Target column detection

ThreatDetect automatically checks your column names for any of the following: is_malicious, malicious, label, target, is_threat, threat. The first matching column is designated as the target, and the app:
  1. Displays its value counts (so you can see class balance at a glance).
  2. Uses it as the default hue option in the Scatter / Relationship Explorer.
  3. Shows correlations with the target in the Correlation Matrix section.
If none of these column names are present, the app skips target-specific analysis silently. You can still use all other EDA tools on your data.

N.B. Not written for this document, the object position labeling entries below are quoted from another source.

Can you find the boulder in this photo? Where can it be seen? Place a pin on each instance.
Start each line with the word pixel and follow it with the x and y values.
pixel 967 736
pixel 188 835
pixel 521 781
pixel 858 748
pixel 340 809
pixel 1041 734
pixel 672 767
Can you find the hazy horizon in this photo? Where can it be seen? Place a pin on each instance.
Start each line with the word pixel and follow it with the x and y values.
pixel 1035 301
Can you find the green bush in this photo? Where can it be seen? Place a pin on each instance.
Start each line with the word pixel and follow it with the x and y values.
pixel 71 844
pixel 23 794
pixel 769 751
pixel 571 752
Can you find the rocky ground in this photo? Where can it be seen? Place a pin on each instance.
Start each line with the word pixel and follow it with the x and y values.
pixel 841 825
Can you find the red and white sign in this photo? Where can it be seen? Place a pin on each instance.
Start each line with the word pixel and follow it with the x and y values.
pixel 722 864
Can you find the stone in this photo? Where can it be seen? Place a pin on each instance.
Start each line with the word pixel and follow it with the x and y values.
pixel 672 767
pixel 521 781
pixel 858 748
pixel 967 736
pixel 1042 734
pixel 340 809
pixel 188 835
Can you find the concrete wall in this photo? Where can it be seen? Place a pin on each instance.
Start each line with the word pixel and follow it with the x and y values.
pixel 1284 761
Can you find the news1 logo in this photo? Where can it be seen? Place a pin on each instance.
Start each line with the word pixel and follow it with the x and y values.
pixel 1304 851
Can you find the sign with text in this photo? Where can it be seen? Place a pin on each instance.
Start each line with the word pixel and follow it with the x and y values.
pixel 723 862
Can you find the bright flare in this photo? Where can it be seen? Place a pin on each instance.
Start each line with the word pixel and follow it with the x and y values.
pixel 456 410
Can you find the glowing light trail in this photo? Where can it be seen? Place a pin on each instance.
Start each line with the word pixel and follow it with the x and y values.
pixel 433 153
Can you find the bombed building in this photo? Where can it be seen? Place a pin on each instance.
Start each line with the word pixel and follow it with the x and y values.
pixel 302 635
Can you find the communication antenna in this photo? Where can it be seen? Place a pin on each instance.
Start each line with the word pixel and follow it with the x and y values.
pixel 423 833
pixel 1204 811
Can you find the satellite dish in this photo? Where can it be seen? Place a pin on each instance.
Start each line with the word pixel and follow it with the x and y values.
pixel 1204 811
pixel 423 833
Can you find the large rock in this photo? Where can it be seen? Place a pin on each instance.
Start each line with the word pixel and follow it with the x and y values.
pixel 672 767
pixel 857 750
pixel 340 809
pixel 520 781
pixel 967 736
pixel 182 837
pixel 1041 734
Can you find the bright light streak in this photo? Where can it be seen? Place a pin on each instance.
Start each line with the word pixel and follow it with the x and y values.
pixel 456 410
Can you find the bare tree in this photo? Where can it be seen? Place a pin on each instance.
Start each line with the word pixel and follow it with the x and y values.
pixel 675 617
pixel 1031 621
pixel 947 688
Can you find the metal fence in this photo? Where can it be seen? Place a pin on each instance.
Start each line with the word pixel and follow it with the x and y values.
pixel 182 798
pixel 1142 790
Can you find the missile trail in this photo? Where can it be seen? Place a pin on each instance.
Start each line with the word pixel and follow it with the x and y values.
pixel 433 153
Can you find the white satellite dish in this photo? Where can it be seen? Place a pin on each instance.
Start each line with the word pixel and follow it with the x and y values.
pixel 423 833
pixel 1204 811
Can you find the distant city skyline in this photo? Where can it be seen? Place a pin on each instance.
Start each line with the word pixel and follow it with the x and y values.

If your binary label column uses a name not in the auto-detection list, the target-specific panels will not appear. You can still explore all features manually. To take full advantage of the target correlation panel, rename your column to one of the supported names before uploading.
Yes. All EDA tools — distributions, scatter explorer, correlation matrix, categorical counts, and anomaly scan — work with any tabular CSV regardless of whether a target column is present. Only the target-specific sub-panels are skipped when no recognised target column is found.
The app has no hard row limit for EDA. However, the Quick Anomaly Scan samples at most 2,000 rows for performance reasons, and the SHAP tools on other pages sample at most 100 records. Very large files may cause slower rendering of charts in your browser.